Both of these confirmations come in the wake of LVMH Watches and Jewelry division president Stéphane Bianchi announcing a new structure for the Watches and Jewelry division, which consists of Bulgari, TAG Heuer, Hublot and Zenith, and the jewelry brands Chaumet and Fred, and a focus on higher-priced products. He told the New York Times that the “average price” of the group’s watches “is increasing every year.” 

On the Fashion and Leather Goods front, Christian Dior – which is the second largest brand in LVMH’s top-revenue-generating division following only behind Louis Vuitton – is also expected to raise its prices in the not-too-distant future. In a note early this month, Bernstein analyst Luca Solca stated that thanks to the strategy that has been envisioned and implemented in recent years by CEO Pietro Beccari and creative director Maria Grazia Chiuri, Dior has “resonated with consumers and has been in recent years the hottest brand in the high-end,” which has come “hand in hand with continuing increases in pricing to further establish the brand’s high-end credentials.” 

Dior has been implementing prices hikes for its bags, such as the Medium Lady Dior, which is up by almost $1,500 from 2019 (with a compound annual growth rate of 10 percent between then and now). Rising price tags are particularly noticeable in China, Bernstein states, where the CAGR for certain models, such as the Medium Lady Dior, amounts to 20 percent between November 2019 and January 2022.  

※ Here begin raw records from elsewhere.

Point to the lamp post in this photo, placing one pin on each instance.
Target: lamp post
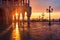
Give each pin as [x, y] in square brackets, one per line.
[49, 10]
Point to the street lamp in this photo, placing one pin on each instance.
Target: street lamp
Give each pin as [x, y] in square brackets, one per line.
[49, 10]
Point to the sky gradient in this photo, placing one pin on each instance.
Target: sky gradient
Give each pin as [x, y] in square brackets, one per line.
[40, 6]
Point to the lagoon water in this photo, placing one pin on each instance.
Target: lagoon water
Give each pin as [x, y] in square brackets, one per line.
[38, 31]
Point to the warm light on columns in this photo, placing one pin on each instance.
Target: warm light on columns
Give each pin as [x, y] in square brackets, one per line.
[16, 16]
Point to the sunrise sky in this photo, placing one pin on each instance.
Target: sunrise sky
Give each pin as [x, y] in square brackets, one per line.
[40, 6]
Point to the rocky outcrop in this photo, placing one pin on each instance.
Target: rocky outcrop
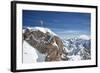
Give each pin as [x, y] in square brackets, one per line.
[45, 43]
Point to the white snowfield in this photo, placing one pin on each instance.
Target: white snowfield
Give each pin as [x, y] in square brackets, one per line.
[31, 55]
[42, 29]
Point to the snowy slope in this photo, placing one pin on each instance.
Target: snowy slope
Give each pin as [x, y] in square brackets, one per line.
[31, 55]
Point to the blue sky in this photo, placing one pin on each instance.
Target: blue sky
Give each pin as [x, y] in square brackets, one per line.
[62, 23]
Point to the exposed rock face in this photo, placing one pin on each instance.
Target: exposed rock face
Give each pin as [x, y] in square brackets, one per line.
[45, 43]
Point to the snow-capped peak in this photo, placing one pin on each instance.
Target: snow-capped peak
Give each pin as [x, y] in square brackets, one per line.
[85, 37]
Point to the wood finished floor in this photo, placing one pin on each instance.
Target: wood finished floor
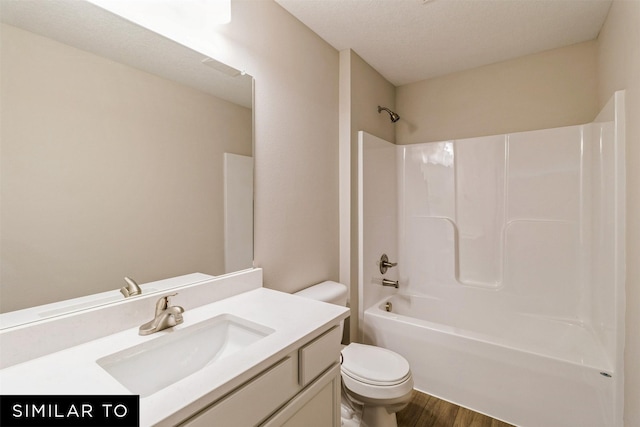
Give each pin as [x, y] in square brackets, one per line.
[429, 411]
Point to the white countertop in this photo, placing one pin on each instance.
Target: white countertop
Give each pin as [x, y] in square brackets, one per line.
[294, 319]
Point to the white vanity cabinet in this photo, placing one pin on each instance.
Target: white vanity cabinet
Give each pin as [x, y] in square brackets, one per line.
[302, 389]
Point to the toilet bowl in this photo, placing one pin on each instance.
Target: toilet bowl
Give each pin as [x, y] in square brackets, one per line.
[377, 379]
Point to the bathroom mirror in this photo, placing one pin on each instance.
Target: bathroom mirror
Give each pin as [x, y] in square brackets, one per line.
[122, 153]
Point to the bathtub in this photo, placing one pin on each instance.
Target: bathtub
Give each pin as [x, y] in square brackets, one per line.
[524, 369]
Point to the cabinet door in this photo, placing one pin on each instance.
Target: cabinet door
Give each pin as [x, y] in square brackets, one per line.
[254, 401]
[316, 406]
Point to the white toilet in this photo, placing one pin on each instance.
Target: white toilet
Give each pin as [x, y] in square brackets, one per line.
[378, 379]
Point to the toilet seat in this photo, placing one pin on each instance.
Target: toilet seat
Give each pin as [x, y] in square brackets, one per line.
[372, 372]
[374, 365]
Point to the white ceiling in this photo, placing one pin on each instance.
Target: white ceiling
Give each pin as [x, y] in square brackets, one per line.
[412, 40]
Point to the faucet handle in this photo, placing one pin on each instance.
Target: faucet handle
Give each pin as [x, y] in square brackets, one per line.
[164, 303]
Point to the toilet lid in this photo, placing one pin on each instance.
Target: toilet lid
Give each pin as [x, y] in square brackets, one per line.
[374, 365]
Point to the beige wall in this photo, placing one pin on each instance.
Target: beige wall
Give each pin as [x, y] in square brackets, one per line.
[107, 171]
[544, 90]
[619, 68]
[296, 141]
[362, 90]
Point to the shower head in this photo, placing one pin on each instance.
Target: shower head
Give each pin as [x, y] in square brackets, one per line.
[394, 117]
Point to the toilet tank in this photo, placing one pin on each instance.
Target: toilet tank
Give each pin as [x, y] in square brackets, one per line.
[331, 292]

Most recently, Jefferies’ analysts Kathryn Parker and Flavio Cereda revealed that Dior raised prices of some of its iconic leather bags on January 18, with price rises occurring “across all global markets and were lowest in the UK and highest in South Korea.” (In terms of mainland China, Parker and Cereda noted that the impact on price there was “close to the average,” making it so that “there was only a minor reduction in the China-France price differential.” They do not expect that this will continue to be “a future trend.”)

As for the bright spot of price boosts going forward, Bernstein states that despite existing rises coming from Dior, it still “offers the highest pricing upside,” particularly among the three brands that it puts at the top of the soft luxury pyramid (Hermès, Chanel, and Dior), as the Lady Dior bag, for instance, is still sold today at a 30 percent discount to its Chanel counterpart. Dior is also expected to thrive, in part, thanks to the aggressive price hikes that continue to be implemented by Chanel, which has  increased the pricing of its classic models four times and more than 50 percent since the pandemic started, thereby, “bringing them in line with a Birkin/Kelly 2.” Not all consumers have been amused by Chanel’s enduring price hikes, with some claiming that its attempts to compete more closely with Hermès on pricing and distribution come without necessary increases in quality to command such pricing. This could prove to be a boon for Dior (and LVMH more broadly), should consumers opt to swap in Lady Dior bags for Flap bags.

And on a final note about Louis Vuitton, the brand did not specifically address whether strife among workers for the brand has impacted its rising “production costs” on Tuesday. The news of price hikes follow closing from reports form industry outlets on Thursday that “several hundred workers from three of Louis Vuitton’s 18 factories in France staged a walkout organized by the CGT and CFDT trade unions, demanding better wages and protesting against the changes in working hours proposed by the management.” In a corresponding statement this week, Louis Vuitton revealed that it “has offered an average [salary] rise of €150 per month, coupled with a reduction in working hours from 35 to 33 hours per week,” noting that it is “committed to preserving its employees’ “work-life balance.”